# stillborn



## whitepoodles (Jul 5, 2010)

Poodleseeker:

A puppy can be still born but it depends how far gone he/she is.

A puppy that may LOOK like a still born may not be necessarily a still born puppy.

If you see that a puppy is born limp and lifeless open its mouth and look at the color of the tongue. IF IT IS WHITE or GRAYISH WHITE you know that the puppy has already died and as such it would not be a point to bring it around as it is too late..

Now.. if hte tongue shows a bit of a pinkish whitish color I would rub the puppy very fast with a coarse towel on his chest and on his back and take the little head in between my index and thum and shake it from top to bottom to give it a good shake because at times a puppy is born lifeless but still has life in him/her. You have to clean it and rub it vigorously to get the heart started again and the lungs going.

IF you see that your efforts to revive the puppy failed after 2 minutes GIVE UP because by that time the lack of oxygen to the brain will affect this puppy's growth.

What has happened to me once is that I did have such a puppy, I rubbed his body all over wtih the towel I dried him I even gave it a smack on its rear to cause a reflext to breath and also pinched his tongue to shock him into pain and to start breathing.. 
After 2 mintues I gave up fearing the worst due to lack of oxygen to the brain.
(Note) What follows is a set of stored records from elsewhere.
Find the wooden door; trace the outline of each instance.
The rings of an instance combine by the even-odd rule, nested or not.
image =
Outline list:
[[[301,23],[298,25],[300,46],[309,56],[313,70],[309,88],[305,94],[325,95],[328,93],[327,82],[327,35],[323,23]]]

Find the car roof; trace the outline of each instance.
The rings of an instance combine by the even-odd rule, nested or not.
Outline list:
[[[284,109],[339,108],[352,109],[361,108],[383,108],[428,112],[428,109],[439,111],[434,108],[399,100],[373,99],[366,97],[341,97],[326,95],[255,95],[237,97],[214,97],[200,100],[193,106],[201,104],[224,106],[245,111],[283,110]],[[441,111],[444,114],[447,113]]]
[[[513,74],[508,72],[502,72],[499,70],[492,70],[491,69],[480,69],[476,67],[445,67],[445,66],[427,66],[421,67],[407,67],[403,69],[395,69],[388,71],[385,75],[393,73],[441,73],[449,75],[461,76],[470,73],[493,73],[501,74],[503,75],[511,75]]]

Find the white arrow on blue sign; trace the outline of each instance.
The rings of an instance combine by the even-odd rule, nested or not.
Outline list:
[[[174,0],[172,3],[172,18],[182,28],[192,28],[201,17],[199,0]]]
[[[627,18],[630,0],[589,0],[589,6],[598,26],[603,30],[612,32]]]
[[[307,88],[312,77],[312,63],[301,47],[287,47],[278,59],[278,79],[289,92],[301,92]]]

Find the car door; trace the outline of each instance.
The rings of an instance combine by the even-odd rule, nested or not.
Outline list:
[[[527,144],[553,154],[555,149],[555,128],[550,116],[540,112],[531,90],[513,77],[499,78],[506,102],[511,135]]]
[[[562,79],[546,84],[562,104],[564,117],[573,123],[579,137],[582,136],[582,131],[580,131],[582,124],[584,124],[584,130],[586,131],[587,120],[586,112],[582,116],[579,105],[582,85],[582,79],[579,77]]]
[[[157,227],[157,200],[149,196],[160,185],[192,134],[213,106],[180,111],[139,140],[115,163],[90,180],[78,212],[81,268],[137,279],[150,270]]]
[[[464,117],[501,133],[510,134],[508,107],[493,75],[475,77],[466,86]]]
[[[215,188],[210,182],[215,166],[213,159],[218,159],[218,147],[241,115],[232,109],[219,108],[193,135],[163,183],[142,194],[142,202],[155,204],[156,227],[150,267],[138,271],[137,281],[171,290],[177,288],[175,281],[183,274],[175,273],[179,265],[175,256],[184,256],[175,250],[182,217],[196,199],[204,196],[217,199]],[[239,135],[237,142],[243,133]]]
I wrapped it immediately in paper and threw it deep into the garbage can, or should I say DROPPED him from above all the way to the bottom of the large garbage can...
After about a second I heard a huge cry and guess what.. this puppy came around and has developed into a normal healthy puppy.

MIracles do happen but the majority of time most puppies you work on vigorously for 2 mintues and cant bring around.. will be affected by lack of oxygen and the best thing is to just let them go.

Hope this helps.


----------



## cbrand (Aug 9, 2009)

I'm not sure. However, I would think you might be able to observe any potential long term problems by eight weeks. Does the puppy have issues with coordination? Does the puppy seem slow to problem solve or to learn new tasks?


----------



## Fluffyspoos (Aug 11, 2009)

Thanks for the honest, straight to the point answer with all the details, Ora! ^^


----------



## wishpoo (Sep 12, 2009)

I would think that if severe damage to the brain happened it would be seen immediately ( I once observed a kitten that was still-born , but revived). Kitten was showing lethargy and was much slower in movement and had trouble nursing and unfortunately had to be euthanized the same day. 

More subtle damage should theoretically be visible in the next few months. I have more knowledge in a human conditions than dog's , but would assume that lack of oxygen causes same damage to mammal brain regardless of the species. 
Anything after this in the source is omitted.